While much of India’s technology industry focused on services, Zoho focused on products.
Now the company is rapidly evolving into an agentic AI platform player. Its “Zia Agents” ecosystem and “Zia Agent Studio” are designed to allow businesses to create autonomous AI agents capable of acting across workflows, applications, and enterprise functions.
Zoho’s newly introduced Model Context Protocol initiatives are particularly significant because they aim to transform business applications into “agent-ready systems” where AI agents can not only generate responses but also take actions across software environments.
That is a fundamentally different direction from traditional outsourcing.
It suggests that India’s future AI competitiveness may increasingly depend on companies building platforms, ecosystems, products, and proprietary AI infrastructure rather than relying primarily on labour-intensive service delivery.
This may ultimately become the defining strategic challenge for India’s technology economy.
Can India transition from being the world’s outsourced workforce to becoming a creator of AI-native products and autonomous enterprise systems?
The answer will determine whether the country remains a global technology powerhouse or gradually loses its competitive edge.
The concern is not simply job loss. The deeper issue is economic restructuring.
Agentic AI threatens to automate layers of middle-skill cognitive work that were previously considered relatively safe from technological disruption. Software testing, documentation, compliance analysis, customer interaction, project coordination, junior analytics, and portions of consulting workflows are increasingly becoming automatable.
Recent developments from Anthropic’s Claude ecosystem demonstrate how rapidly these systems are evolving. Claude Code, one of the company’s flagship agentic coding tools, can autonomously execute coding tasks, interact with systems, edit files, and operate through iterative decision-making loops.
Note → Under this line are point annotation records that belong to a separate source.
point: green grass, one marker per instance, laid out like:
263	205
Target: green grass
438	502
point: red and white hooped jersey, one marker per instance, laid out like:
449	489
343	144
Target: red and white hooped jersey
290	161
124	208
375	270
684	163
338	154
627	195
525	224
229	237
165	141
Researchers are now studying agentic coding systems not merely as assistants but as semi-autonomous execution frameworks capable of handling increasingly complex workflows.
This is where India faces a paradox.
The country possesses one of the world’s largest pools of digital talent. But much of its IT workforce remains concentrated in process-heavy implementation work rather than frontier AI innovation.
If AI dramatically improves productivity, companies may eventually require fewer people for many traditional digital operations. A single AI-augmented engineer may soon perform work that previously required entire teams.
That could alter hiring patterns across India’s urban technology ecosystem.
At the same time, however, AI may also create enormous opportunities for countries and companies capable of adapting quickly.
India still retains several strategic advantages:
a vast technical workforce, entrepreneurial energy, English-language dominance, a thriving startup ecosystem, and growing digital infrastructure.
The winners of the next decade may not necessarily be the companies with the largest headcount. They may be the firms capable of combining:
- AI infrastructure,
- proprietary enterprise data,
- domain expertise,
- workflow orchestration,
- and human-AI collaboration at scale.
That transition has already begun.
And it extends beyond the technology sector itself.
Agentic AI will likely affect banking, manufacturing, logistics, consulting, education, healthcare, governance, media, and research. Even industrial giants such as Tata Steel may eventually deploy autonomous AI systems across supply chains, predictive maintenance, industrial analytics, and enterprise operations.
This is why the current AI race is not merely another software cycle.
It is an economic restructuring event.
For India, the question is no longer whether AI will change the technology industry.
The real question is whether India can evolve fast enough to shape the next AI economy instead of merely servicing it.